Last week, The University News published a commentary article arguing against the general distrust of the police by civilians. “The current social and political climate,” it read, “makes general distrust of police socially acceptable and almost mainstream, even at a place like the University of Dallas.”
This, according to the author, is wrong, not only because police die in numbers comparable to soldiers in Afghanistan, but because police officers are sworn to protect and serve us, the citizens of the U.S., no matter our race or ethnicity.
“If you support the Black Lives Matter movement, like I do,” the writer notes, “you ought to support the Blue Lives Matter movement, because no organization does more to defend black lives in America’s inner cities than law enforcement.” The piece concludes by saying that the general distrust of the police contributes to the already enormous burden of performing a service for which they could be shot at any moment, and that “as a society, we cannot afford to alienate the officers who both protect human life and also serve and support the rule of law.”
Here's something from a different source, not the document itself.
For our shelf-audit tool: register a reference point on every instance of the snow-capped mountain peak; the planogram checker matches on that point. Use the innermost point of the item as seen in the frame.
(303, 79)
I would point out that, statistically speaking, it has never been a safer time to be a police officer in U.S. history: between 1994 and 2014, violent crime decreased 49 percent. In fact, according to the FBI, crime was at an all-time low in 2014 and has risen marginally since. So I am puzzled by calls for the increased militarization of the police or claims that “officers no longer worry only about public safety, but also their own personal safety.”
But momentarily putting the article’s choice statistics aside, I would suggest that one can respect and empathize with police officers while maintaining a healthy skepticism of them and acknowledging that this skepticism is especially warranted if one is a person of color.
In 2015, The Guardian found that while non-white minorities constitute less than 38 percent of the population, they comprise almost 63 percent of all unarmed people killed by the police. Furthermore, the same study found that black Americans “are more than twice as likely to be unarmed when killed during encounters with police as [unarmed] white peo-
ple.” People of color have good reason to be wary when interacting with law enforcement.
This wariness is only exacerbated by the leniency of the law toward the police. Of the officers that killed Philando Castile, Eric Garner, Michael Brown and Tamir Rice, to name just four of the most prominent examples of black men — and one black child — who were wrongfully killed by the police, none were indicted.
This is primarily because of systemic racism within the institutions of the law. But because proving definitively such a systemic bias is beyond the scope of this article, let it suffice to say that police officers, good and bad, work together on a daily basis, and that no one is particularly overjoyed at the prospect of convicting his colleague and potentially earning the ire of his brothers in arms. Hence the “blue wall of silence” and hence the general mistrust.
This is not to deny that there are upstanding officers or that we should treat officers we encounter with respect. If anything, one should empathize with the dutiful officers who are forced by the inadequacy of the system to tolerate and even support those among their ranks who misuse their power.